A man convicted of having consensual gay sex under Idaho’s now-defunct state sodomy law will not have to register as a sex offender in Montana, a federal judge has ruled.
Randall Menges, 45, was convicted under Idaho’s Crimes Against Nature law in 1994, at age 18, after he had consensual sex with two 16-year-old boys. After serving seven years in prison, Menges was required to register as a sex offender in Idaho.
But when Menges moved to Montana in the mid-2000s, he was forced to register as a sex offender, due to a law requiring a person registered as a sex offender in another state to register in Montana as well.
Even though Montana repealed its own anti-sodomy law in 2013, there is no exemption for people who were convicted of violating anti-sodomy laws in other states. Idaho, South Carolina, and Mississippi are the three states that still require sex offender registration for people convicted under those now-defunct anti-sodomy laws.
While in prison, Menges had attempted to get his conviction overturned, but missed the deadline to file. He is currently one of several plaintiffs suing Idaho to overturn their convictions under the state’s now-defunct anti-sodomy law, which was nullified by a 2003 Supreme Court decision overturning state bans on consensual same-sex relations.
Menges says that being forced to register as a sex offender in Montana has limited his ability to find employment, pursue relationships, and has even limited where he can live due to restrictions preventing sex offenders from living near schools, community centers, or other spaces.
Furthermore, when people find out he’s a registered sex offender, many of them don’t believe his story about being convicted for consensual gay sex. As such, last December, he sued to overturn the requirement forcing him to register as a sex offender, arguing that the individual circumstances of his conviction need to be taken into account.
After he filed his lawsuit, the Montana Attorney General’s Office came out in opposition to removing Menges from the sex offender registry — a move that some critics saw as a form of retaliation.
On Tuesday, U.S. District Court Judge Dana Christensen found that requiring Menges to register as a sex offender is unconstitutional, although he kept the opinion narrowly focused to the specifics of Menges’ case. He noted that while Montana’s sexual offender registration laws usually serve compelling government interests, a decades-old conviction for consensual sex under a now-defunct law does not pose a threat to public safety, reports the Missoulian.
See also: California lawmakers pass bill to apply sexual offense laws equally to LGBTQ people
“Montana has no rational basis for forcing Menges to register as a sexual offender on the basis of a 1994 Idaho conviction for engaging in oral or anal sex with a 16-year old male when he was 18, but not forcing those to register as a sexual offender who were convicted in Idaho in 1994 at the age of 18 for engaging in vaginal sex with a 16-year old female,” Christensen wrote in his opinion.
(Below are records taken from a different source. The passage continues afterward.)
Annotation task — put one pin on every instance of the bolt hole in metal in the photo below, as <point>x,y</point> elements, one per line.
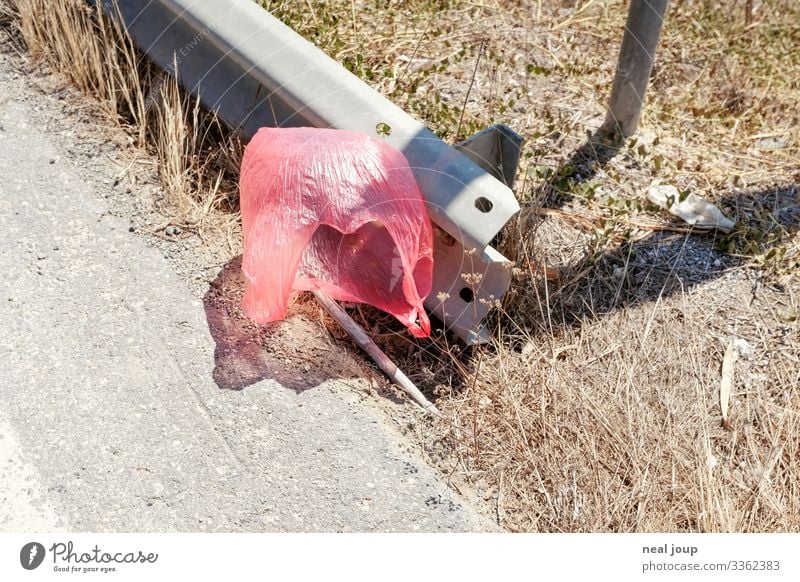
<point>483,204</point>
<point>383,129</point>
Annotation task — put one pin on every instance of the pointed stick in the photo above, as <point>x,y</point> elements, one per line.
<point>369,346</point>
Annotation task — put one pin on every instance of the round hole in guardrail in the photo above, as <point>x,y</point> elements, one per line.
<point>483,204</point>
<point>383,129</point>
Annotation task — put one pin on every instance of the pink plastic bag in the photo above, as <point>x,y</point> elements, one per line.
<point>336,211</point>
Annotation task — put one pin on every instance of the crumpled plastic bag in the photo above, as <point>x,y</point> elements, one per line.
<point>336,211</point>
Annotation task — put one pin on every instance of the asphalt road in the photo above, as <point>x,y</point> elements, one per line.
<point>109,417</point>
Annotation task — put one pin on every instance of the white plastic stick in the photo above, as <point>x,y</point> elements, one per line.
<point>369,346</point>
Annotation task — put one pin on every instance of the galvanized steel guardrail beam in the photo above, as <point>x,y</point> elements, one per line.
<point>255,71</point>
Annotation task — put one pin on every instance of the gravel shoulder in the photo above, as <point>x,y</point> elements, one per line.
<point>111,416</point>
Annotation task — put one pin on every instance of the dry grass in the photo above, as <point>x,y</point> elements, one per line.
<point>597,407</point>
<point>198,158</point>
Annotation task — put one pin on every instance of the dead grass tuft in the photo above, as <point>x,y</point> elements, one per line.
<point>197,156</point>
<point>597,408</point>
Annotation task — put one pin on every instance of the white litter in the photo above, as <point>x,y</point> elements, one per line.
<point>693,209</point>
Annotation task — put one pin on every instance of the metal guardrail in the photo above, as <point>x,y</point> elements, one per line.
<point>255,71</point>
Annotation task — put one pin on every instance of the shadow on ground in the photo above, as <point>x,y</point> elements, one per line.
<point>296,352</point>
<point>664,262</point>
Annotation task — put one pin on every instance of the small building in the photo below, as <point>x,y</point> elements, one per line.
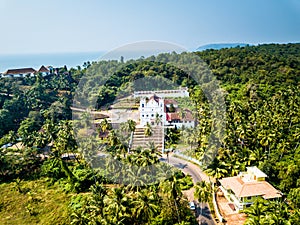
<point>156,110</point>
<point>243,189</point>
<point>44,71</point>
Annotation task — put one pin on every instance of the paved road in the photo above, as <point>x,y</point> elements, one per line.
<point>197,175</point>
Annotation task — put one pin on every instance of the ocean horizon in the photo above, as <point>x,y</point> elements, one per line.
<point>14,61</point>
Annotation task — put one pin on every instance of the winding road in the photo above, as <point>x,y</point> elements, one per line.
<point>197,175</point>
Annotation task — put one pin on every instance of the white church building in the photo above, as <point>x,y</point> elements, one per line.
<point>159,111</point>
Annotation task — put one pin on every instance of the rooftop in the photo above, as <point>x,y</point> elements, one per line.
<point>245,187</point>
<point>19,71</point>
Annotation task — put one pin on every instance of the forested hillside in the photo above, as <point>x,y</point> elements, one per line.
<point>262,128</point>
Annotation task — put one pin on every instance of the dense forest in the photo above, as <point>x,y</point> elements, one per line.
<point>260,127</point>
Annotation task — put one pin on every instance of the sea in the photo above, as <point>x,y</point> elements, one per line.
<point>35,61</point>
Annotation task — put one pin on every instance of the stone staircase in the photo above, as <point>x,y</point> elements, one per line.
<point>140,139</point>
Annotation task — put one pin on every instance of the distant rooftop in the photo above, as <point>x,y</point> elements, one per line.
<point>257,172</point>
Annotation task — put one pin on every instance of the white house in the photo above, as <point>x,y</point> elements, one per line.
<point>156,110</point>
<point>44,71</point>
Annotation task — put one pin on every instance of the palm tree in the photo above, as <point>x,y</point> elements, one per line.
<point>172,188</point>
<point>148,130</point>
<point>158,119</point>
<point>256,213</point>
<point>117,206</point>
<point>202,192</point>
<point>145,206</point>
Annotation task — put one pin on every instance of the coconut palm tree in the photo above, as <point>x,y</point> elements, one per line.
<point>202,192</point>
<point>145,206</point>
<point>148,130</point>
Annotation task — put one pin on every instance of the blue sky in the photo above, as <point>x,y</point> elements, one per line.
<point>35,26</point>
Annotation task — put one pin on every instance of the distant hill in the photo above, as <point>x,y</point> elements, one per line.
<point>220,46</point>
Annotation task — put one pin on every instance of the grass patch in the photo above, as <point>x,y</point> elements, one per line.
<point>33,202</point>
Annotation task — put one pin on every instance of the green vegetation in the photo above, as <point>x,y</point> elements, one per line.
<point>262,129</point>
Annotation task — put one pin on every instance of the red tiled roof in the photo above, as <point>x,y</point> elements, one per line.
<point>250,188</point>
<point>155,98</point>
<point>176,116</point>
<point>170,101</point>
<point>20,71</point>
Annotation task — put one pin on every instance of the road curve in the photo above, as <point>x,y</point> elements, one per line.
<point>197,175</point>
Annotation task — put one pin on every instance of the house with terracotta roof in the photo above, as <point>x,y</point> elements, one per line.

The attorney general’s office has said it will appeal the ruling, citing the need to protect children from falling prey to sex offenders.
“We filed a notice of appeal because this order weakens our state’s sex offender registry law and opens it up to more attacks from out-of-state lawyers who are more interested in politics than the safety of Montana children,” Emilee Cantrell, the press secretary for the attorney general’s office said in a statement.
Matthew Strugar, an attorney representing Menges, argued in the original complaint that the facts of the case revolved specifically around the “lingering effects of centuries of homophobic ‘sodomy’ prohibitions.”
“It is unconscionable that in 2021, Montana would still put people convicted of having gay sex on the sex offender registry,” Strugar told the Missoulian. “This kind of overt, state-sanctioned homophobia would have been surprising 30 years ago. Today it is shocking. And it is unconstitutional.”